View Thread > Internet Law 2002 (St. John's) > Worm with a EULA > These actions are not covered by 18 USC 1030
A new email worm making the rounds offers recipients a "virtual postcard" from FriendGreetings. If a user clicks a link in this email message, the user is prompted to install software to view the card. The software comes with a long End-User License Agreement (EULA), which includes the following paragraph:
"1. Consent to E-Mail Your Contacts. As part of the installation process,
Permissioned Media will access your MicroSoft Outlook(r) Contacts list and
send an e-mail to persons on your Contacts list inviting them to download
FriendGreetings or related products. By downloading, installing,accessing
or using the FriendGreetings, you authorize Permissioned Media to access
your MicroSoft(r) Outlook(r) Contacts list and to send a personalized e-mail
message to persons on your Contact list. IF YOU DO NOT WANT US TO ACCESS
YOUR CONTACT LIST AND SEND AN E-MAIL MESSAGE TO PERSONS ON THAT LIST, DO
NOT DOWNLOAD, INSTALL, ACCESS OR USE FRIENDGREETINGS."
Users may click "Back", "Yes", or "No". If a user clicks "Yes", the software installation continues, sending the same FriendGreetings email to everyone on that user's Contacts list.
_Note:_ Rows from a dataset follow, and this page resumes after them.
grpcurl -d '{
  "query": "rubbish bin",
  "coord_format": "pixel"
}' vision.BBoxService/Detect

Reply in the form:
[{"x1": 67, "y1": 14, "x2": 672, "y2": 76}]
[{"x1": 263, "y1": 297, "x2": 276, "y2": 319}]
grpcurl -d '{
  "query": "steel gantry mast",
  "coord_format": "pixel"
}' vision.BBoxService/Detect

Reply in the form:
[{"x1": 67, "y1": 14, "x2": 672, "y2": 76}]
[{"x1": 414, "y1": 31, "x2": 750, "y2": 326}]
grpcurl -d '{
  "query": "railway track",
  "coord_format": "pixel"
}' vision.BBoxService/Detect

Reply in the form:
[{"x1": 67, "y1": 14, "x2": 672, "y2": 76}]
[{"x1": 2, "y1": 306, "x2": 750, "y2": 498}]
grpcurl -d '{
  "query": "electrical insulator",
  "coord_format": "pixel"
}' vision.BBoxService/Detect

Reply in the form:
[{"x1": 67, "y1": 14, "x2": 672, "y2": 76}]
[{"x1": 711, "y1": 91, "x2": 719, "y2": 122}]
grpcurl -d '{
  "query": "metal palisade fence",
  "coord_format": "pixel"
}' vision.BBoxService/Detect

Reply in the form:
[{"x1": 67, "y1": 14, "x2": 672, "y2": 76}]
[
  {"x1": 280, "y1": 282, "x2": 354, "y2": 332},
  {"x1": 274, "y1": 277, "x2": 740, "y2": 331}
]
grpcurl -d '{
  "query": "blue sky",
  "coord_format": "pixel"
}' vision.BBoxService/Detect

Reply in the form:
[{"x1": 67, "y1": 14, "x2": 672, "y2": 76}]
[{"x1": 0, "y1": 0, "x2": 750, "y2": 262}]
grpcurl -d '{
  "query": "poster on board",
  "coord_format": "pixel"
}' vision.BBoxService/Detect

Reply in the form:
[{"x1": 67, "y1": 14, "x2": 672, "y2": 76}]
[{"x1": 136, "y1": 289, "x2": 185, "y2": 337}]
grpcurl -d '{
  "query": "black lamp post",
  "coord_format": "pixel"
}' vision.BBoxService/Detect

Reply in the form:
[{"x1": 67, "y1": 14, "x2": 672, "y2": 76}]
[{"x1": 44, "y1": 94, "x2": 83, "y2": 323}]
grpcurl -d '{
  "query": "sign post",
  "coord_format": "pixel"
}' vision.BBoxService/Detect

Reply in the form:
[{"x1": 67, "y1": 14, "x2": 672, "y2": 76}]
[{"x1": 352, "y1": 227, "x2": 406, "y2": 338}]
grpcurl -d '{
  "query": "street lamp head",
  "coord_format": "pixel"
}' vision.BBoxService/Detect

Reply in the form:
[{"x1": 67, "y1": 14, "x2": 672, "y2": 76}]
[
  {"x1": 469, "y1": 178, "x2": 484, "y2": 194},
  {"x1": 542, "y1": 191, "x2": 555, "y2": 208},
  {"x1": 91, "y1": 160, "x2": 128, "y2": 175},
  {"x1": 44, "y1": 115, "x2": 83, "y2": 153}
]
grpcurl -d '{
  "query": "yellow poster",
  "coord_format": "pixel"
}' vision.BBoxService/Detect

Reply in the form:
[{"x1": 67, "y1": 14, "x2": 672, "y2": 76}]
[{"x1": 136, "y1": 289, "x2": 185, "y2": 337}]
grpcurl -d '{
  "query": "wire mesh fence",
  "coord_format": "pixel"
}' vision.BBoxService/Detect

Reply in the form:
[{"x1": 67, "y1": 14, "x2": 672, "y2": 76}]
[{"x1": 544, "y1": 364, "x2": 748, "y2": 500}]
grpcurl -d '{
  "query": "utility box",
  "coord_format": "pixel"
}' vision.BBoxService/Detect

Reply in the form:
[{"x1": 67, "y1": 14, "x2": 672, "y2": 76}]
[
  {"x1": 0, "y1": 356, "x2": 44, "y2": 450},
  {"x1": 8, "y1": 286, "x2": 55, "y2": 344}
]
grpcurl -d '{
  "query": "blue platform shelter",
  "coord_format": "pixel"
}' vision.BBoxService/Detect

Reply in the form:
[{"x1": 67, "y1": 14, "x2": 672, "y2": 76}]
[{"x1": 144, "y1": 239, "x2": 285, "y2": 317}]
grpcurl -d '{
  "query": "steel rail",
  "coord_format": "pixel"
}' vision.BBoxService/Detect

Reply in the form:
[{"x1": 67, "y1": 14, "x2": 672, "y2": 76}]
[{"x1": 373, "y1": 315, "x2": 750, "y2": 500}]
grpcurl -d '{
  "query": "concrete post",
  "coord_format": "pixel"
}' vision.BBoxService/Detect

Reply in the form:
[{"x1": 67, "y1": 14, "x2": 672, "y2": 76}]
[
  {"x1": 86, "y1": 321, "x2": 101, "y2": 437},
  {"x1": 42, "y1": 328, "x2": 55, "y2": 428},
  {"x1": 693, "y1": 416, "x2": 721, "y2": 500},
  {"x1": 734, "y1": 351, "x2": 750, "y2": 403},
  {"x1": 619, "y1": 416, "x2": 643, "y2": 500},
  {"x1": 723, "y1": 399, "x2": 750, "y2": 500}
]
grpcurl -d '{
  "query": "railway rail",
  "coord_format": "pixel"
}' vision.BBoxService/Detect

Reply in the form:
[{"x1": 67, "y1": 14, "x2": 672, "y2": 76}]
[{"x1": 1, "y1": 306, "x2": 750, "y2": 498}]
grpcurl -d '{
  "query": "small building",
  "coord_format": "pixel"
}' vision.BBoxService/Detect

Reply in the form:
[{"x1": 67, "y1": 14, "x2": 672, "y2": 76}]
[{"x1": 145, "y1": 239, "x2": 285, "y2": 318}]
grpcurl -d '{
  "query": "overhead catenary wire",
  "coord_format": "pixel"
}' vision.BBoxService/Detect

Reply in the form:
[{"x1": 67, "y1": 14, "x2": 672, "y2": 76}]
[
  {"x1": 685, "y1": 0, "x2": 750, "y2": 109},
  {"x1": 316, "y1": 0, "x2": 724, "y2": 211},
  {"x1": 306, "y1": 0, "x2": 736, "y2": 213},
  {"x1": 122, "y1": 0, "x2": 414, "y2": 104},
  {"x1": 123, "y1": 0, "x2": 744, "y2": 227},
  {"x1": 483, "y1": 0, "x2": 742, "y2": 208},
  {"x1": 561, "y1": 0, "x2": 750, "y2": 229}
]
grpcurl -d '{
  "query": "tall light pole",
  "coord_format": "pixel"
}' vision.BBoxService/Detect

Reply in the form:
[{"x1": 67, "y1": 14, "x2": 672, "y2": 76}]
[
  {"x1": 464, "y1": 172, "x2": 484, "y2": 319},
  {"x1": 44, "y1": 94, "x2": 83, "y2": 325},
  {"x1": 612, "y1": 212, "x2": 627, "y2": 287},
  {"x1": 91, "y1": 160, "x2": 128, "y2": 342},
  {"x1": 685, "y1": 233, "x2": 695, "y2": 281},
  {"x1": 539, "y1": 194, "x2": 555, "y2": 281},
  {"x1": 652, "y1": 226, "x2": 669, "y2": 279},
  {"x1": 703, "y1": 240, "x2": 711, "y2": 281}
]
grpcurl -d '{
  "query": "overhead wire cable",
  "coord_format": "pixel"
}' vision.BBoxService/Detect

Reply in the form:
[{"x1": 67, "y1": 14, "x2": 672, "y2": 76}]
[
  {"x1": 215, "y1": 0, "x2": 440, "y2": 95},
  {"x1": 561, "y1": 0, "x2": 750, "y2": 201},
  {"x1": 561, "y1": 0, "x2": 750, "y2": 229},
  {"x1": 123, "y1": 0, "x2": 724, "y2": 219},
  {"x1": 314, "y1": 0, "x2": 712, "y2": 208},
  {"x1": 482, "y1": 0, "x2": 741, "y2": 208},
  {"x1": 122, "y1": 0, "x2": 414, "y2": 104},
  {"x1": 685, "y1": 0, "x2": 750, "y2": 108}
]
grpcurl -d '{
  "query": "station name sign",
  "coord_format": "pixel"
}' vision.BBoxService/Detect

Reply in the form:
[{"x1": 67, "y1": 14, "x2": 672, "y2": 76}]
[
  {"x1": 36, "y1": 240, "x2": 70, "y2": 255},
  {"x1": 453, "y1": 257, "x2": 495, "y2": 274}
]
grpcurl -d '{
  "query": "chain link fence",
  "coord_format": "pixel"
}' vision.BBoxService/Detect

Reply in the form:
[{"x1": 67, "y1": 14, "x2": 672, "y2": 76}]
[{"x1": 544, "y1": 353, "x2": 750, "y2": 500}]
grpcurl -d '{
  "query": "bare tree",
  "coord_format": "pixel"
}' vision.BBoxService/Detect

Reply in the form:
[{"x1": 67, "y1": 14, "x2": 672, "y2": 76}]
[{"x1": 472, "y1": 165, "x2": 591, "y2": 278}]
Other parts of the EULA give Permissioned Media the right to send ads to the user's computer and to update its installed software at any time.
See http://www.sarc.com/avcenter/venc/data/friendgreetings.html for further details.
This software thus spreads like a worm or virus, but every infected user has putatively "accepted" the EULA. Do you see any violation of the Computer Fraud and Abuse Act here?
1030(a)(2) is designed to insure that it is punishable to misuse computers to obtain government information and, where appropriate, information held by the private sector. As the Senate Judiciary Committee said in 1986, the premise of 1030(a)(2), for the private sector, was "the protection, for privacy reasons, of computerized credit records and computerized information relating to customers' relationships with financial institutions." Further, 1030(a)(2)(A) is specifically limited to "information contained in a financial record of a financial institution, or of a card issuer as defined in section 1602(n) of title 15, or contained in a file of a consumer reporting agency on a consumer, as such terms are defined in the Fair Credit Reporting Act (15 U.S.C. 1681 et seq.)." Since Permissioned Media's actions fall under none of the aforementioned categories, I do not believe that they have violated the Computer Fraud and Abuse Act.
However, assuming that Congress intended in the future to expand the Act's reach to this type of conduct, there may be grounds for a claim that Permissioned Media violated the Computer Fraud and Abuse Act. The first question is whether they "knowingly accessed a computer without authorization." Essentially, this depends upon whether the consent paragraph can be considered an informed consent giving Permissioned Media authorization after FULL DISCLOSURE. Since the License Agreement is long, this paragraph may be buried somewhere and thus not be an adequate means to gain authorization. In contrast to Shrinkwrap and Clickwrap, which protect a software company's products that consumers purchase, the Agreement here is more like a mass mailing, with a smaller or non-existent tangible benefit to the consumer. Thus, I feel that Permissioned Media may have acted without authorization, notwithstanding that paragraph.
Another argument that can be made is that Permissioned Media "exceed[ed their] authorized access" by sending ads to the user's computer and updating its installed software, as there was no option for the "downloader" to click "Back" or "No" to these paragraphs.